Rejection can certainly be discouraging, but it doesn't have to mean the end of a project. It is important to move forward after your work is rejected and there are some steps you can take to avoid rejection altogether.

Overcoming disappointment is often one of the first things an academic author must face after a rejection. Dannielle Joy Davis, an Associate Professor of Educational Leadership, Policy, and Law at Alabama State University and a new co-editor for the journal Learning for Democracy, recommends setting aside a finite amount of time to feel disappointed before moving on and taking steps to resubmit. "I always send [a rejected paper] back out to a refereed venue and do not dwell on disappointment for more than 24 hours," she said.

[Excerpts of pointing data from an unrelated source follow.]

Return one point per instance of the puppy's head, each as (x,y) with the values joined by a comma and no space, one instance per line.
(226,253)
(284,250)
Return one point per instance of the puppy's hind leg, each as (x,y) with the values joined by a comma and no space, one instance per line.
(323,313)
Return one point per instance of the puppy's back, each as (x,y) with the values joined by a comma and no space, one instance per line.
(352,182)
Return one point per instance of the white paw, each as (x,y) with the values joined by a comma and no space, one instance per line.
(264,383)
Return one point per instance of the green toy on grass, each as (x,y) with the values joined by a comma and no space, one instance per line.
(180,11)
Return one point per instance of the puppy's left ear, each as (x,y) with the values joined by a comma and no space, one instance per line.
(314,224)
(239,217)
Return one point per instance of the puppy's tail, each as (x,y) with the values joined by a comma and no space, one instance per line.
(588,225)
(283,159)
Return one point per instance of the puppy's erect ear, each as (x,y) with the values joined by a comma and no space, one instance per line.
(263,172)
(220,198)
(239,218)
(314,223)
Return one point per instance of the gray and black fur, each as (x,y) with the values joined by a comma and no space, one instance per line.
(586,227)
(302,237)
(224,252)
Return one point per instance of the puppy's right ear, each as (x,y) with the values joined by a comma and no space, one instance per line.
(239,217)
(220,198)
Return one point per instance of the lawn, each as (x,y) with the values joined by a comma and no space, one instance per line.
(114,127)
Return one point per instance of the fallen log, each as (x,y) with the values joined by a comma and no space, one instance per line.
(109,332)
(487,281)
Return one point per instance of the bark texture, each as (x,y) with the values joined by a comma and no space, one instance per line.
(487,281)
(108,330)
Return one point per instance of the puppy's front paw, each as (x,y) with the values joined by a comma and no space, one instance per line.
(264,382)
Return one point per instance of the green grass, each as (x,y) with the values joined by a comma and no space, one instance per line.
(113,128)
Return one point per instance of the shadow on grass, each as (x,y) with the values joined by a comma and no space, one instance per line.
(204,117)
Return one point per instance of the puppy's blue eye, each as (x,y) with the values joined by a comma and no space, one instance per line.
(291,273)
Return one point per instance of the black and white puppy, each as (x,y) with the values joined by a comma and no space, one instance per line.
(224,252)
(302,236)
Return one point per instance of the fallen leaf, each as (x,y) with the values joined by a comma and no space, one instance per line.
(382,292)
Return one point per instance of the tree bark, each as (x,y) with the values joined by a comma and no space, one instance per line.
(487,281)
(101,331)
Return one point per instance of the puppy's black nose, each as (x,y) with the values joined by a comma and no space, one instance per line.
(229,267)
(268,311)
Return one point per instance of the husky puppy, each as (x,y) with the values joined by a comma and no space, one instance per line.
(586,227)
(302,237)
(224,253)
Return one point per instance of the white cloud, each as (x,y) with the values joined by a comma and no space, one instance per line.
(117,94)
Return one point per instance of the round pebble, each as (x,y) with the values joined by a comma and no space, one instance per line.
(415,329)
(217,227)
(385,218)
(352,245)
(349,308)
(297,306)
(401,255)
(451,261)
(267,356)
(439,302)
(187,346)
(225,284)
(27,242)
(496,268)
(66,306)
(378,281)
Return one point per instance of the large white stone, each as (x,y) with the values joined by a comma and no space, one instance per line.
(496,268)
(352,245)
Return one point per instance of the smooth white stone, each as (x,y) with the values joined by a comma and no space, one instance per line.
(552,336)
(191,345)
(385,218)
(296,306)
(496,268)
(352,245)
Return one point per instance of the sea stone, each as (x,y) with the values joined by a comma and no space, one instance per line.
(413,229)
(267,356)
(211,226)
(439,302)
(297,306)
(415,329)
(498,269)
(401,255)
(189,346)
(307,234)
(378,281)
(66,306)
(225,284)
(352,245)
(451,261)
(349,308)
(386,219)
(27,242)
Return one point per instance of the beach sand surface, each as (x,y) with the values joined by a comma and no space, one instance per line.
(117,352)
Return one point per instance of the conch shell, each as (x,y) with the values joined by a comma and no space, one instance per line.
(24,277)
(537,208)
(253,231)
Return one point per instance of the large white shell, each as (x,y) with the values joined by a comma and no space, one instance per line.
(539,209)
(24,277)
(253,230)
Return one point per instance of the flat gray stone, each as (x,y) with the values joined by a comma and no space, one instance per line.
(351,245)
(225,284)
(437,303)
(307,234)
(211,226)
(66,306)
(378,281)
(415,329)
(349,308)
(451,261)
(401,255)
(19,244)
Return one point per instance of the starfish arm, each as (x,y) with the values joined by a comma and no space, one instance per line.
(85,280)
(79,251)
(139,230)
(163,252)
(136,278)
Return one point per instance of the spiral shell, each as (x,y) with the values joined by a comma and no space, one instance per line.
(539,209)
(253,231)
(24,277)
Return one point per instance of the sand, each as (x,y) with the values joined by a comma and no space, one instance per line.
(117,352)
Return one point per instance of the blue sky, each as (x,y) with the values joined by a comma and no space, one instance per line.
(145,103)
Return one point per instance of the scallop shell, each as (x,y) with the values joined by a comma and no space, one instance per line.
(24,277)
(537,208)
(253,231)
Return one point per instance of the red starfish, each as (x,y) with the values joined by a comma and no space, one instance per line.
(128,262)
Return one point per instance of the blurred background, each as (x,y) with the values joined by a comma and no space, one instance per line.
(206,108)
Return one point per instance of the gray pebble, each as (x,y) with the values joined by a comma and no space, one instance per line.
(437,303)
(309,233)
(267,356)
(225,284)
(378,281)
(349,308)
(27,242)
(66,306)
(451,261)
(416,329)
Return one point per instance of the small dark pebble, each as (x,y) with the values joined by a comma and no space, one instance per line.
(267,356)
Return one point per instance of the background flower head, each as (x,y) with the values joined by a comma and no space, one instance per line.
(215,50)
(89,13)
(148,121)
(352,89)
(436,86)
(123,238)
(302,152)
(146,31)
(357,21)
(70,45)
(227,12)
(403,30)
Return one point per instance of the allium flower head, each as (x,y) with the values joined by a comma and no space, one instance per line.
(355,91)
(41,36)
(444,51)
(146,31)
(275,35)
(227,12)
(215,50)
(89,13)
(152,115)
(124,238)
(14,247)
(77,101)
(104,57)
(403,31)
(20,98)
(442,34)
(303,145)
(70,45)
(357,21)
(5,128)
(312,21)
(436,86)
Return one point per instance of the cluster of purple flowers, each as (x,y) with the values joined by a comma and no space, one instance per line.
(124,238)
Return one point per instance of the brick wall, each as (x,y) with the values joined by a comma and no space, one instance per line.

After conquering your disappointment, you must decide whether or not to resubmit your work to another journal. Tara Gray, the director of the Teaching Academy at New Mexico State University, and author of Publish and Flourish: Become a Prolific Scholar, suggests objectively evaluating whether the costs of revising the project outweigh the benefits, rather than making a decision based on your emotional reaction to the rejection.

"When you get the rejection feedback, it feels devastating," Gray said. "But when you try to respond one step at a time, usually you can respond reasonably and well. I would never reject a project based on reading bad feedback. I would reject it only upon trying to make those changes and finding they are insurmountable." Gray said she always resubmits when her own work is rejected.

Davis urges writers to persevere and never give up on their manuscripts. In her experience as a writer, co-editor and reviewer, she has never come across a project that should be abandoned. "Authors must persist in the face of rejection and not take rejection personally," Davis said. "Remember, every good manuscript has a home. It is our job as authors to find that home and to continue to polish the work while searching for it. Persistence is key in the publishing process." Davis has never given up on a rejected project. Her strategy of persistence has paid off, earning her more than 20 peer-reviewed publications and a recent book contract.

One way that academic authors can potentially avoid the disappointment of rejection is to request pre-submission feedback in order to identify and fix problems early. Gray is a strong advocate for this strategy and works with three groups of readers for her pre-submission feedback. She asks non-experts, such as family members or friends, to read her work and look for issues in clarity and organization. She also asks people in her field that she trusts to read her work and comment on issues related to content, methodology, and theory.

In addition, Gray contacts the scholars that she has cited the most often and/or the most heavily in her manuscript to elicit valuable additional feedback. "I generally get about a 50% response rate from these experts," Gray said. "I contact them and ask them for feedback on how I am using their work. That tends to be the hook that gets them to want to interact with me more. I also ask them for just a quick read—just 20 minutes of their time—to look for the biggest problems they see. Some of them have been enormously helpful to me."

Gray asserts that pre-submission feedback can be extremely helpful in avoiding rejection and can help ensure that a project is worth pursuing in the early stages of the work: "If you've gone through a half a dozen experts and non-experts before you submit, you won't be working on many projects that need to be abandoned."